Beobachtung und die Kenntnis der „sensiblen Phasen“
Maria Montessori beobachtete, während ihrer Studienzeit in einer Kinderpsychiatrie, die natürlichen Bedürfnisse eines Kindes und stellte dabei fest, dass die Kinder in verschiedenen Altersstufen für bestimmte Bereiche „sensibel“ sind.

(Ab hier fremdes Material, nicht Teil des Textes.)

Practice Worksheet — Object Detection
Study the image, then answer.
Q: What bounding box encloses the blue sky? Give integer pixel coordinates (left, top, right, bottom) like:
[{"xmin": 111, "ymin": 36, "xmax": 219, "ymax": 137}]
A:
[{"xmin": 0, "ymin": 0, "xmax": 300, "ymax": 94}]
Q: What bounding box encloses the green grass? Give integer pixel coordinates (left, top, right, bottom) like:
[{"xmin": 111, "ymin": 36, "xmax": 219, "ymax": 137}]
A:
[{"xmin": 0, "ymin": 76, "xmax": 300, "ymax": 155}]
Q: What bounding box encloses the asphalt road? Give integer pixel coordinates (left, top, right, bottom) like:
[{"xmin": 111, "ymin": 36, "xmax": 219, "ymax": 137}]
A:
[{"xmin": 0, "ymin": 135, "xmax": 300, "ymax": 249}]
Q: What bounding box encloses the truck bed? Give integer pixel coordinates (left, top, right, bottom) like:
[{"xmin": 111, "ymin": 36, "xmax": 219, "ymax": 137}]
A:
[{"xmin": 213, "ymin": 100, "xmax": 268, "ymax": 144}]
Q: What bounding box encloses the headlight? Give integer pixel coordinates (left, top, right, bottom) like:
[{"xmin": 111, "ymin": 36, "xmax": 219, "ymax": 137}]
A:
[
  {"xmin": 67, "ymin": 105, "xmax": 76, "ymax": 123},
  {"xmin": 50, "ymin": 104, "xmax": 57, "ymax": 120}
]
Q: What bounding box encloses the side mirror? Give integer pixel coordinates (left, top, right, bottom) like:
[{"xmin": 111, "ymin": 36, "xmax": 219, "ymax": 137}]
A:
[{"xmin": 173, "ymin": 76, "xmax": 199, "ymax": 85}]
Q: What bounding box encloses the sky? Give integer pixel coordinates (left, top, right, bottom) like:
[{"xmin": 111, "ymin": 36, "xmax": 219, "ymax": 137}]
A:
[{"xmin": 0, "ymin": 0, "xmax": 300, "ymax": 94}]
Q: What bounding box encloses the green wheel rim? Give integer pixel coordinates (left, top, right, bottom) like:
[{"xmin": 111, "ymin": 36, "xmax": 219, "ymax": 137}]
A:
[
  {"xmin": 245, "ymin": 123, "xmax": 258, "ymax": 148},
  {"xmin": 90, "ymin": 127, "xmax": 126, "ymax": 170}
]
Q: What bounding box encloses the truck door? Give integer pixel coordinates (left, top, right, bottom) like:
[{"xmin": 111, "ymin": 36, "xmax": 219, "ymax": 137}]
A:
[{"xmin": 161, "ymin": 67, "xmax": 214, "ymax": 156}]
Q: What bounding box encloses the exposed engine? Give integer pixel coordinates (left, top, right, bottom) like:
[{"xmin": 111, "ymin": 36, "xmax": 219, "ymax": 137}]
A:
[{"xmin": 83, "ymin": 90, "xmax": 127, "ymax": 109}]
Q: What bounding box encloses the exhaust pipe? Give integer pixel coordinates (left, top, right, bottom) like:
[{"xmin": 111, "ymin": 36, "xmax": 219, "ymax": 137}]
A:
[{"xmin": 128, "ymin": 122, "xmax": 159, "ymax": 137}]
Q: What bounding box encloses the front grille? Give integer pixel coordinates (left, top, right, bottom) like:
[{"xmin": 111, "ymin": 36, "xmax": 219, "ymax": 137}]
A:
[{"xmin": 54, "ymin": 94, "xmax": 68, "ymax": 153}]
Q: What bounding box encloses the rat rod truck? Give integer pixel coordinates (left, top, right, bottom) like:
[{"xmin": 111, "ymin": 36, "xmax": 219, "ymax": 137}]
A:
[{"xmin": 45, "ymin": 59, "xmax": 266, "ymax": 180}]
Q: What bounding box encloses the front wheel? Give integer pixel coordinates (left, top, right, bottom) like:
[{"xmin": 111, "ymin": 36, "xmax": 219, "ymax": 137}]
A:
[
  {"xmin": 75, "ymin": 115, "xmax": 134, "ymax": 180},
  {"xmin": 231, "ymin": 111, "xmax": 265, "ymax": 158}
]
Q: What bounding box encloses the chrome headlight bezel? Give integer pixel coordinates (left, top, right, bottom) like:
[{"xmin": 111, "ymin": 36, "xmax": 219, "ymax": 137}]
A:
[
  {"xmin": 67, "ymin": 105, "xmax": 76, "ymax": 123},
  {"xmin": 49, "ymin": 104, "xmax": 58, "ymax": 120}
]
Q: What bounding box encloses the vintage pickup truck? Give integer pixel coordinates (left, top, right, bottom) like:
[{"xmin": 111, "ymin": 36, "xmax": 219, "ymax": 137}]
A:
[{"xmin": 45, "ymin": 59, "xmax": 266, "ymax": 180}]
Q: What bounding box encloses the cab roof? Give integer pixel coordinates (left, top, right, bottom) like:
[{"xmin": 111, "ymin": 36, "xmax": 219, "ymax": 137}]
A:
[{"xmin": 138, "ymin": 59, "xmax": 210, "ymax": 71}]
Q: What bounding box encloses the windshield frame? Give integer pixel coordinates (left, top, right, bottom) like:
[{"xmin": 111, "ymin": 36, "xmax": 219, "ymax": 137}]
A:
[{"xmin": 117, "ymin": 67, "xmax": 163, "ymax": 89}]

Die jungen Kinder im Kindernest haben ein ausgeprägtes Bedürfnis nach Bewegung, Sprache und Ordnung. Um diesem Bedürfnis gerecht zu werden, werden die Räumlichkeiten entsprechend gestaltet und die Fachkräfte geben dem Kind die Möglichkeit, sich in dieser Umgebung sicher zu bewegen. Es findet eine sprachliche Begleitung statt. Die jungen Kinder befinden sich in der Phase des „absorbierenden Geistes“, das bedeutet, sie saugen Informationen auf wie ein Schwamm. Das ist eine große Herausforderung für die Fachkräfte, da hier die Vorbildfunktion eine große Wirkung hat. Die Kinder spiegeln die Erwachsenen ständig und regen diese zum Reflektieren an.
Die Kinder im Kinderhaus (3-6 Jahre) haben grundsätzlich die gleichen sensiblen Phasen wie die Kinder in der Nestgruppe (1-3 Jahre). Sie werden aber im Laufe des Aufenthaltes im Kinderhaus vom „unbewussten zum bewussten Schöpfer“. Das Interesse an Zahlen und Buchstaben nimmt zu, genauso wie das soziale Interagieren. Es wird nicht mehr alles so ausgeprägt sprachlich begleitet.
Am Ende der Zeit im Kinderhaus, wenn die Kinder in die Schule wechseln, sind sie offen für Neues und möchten die Welt erkunden.
Dieses ganze Wissen befähigt die Fachkräfte dazu, jedes Kind so anzunehmen, wie es ist und entsprechend zu fördern.
Rituale geben Orientierung
In unserem Kinderhaus ist jedes Kind einer festen Gruppe zugeordnet. Das Kind hat eine feste Bezugsperson, welche für das Kind und die Eltern als Ansprechpartner* in zur Verfügung steht. Für Mädchen und Jungen mit Förderbedarf, setzen wir eine Integrationsfachkraft ein, welche mit einem zusätzlichen Stundenkontingent individuell für das Kind da ist. Diese begleitet das Kind durch den Alltag, beobachtet es, erstellt Förderpläne und vernetzt Eltern, Kinderhaus und Fördereinrichtungen, wie z.B. die Frühförderung der blista. Alle anderen Fachkräfte im Montessori-Kinderhaus stehen dem Kind selbstverständlich auch zur Seite.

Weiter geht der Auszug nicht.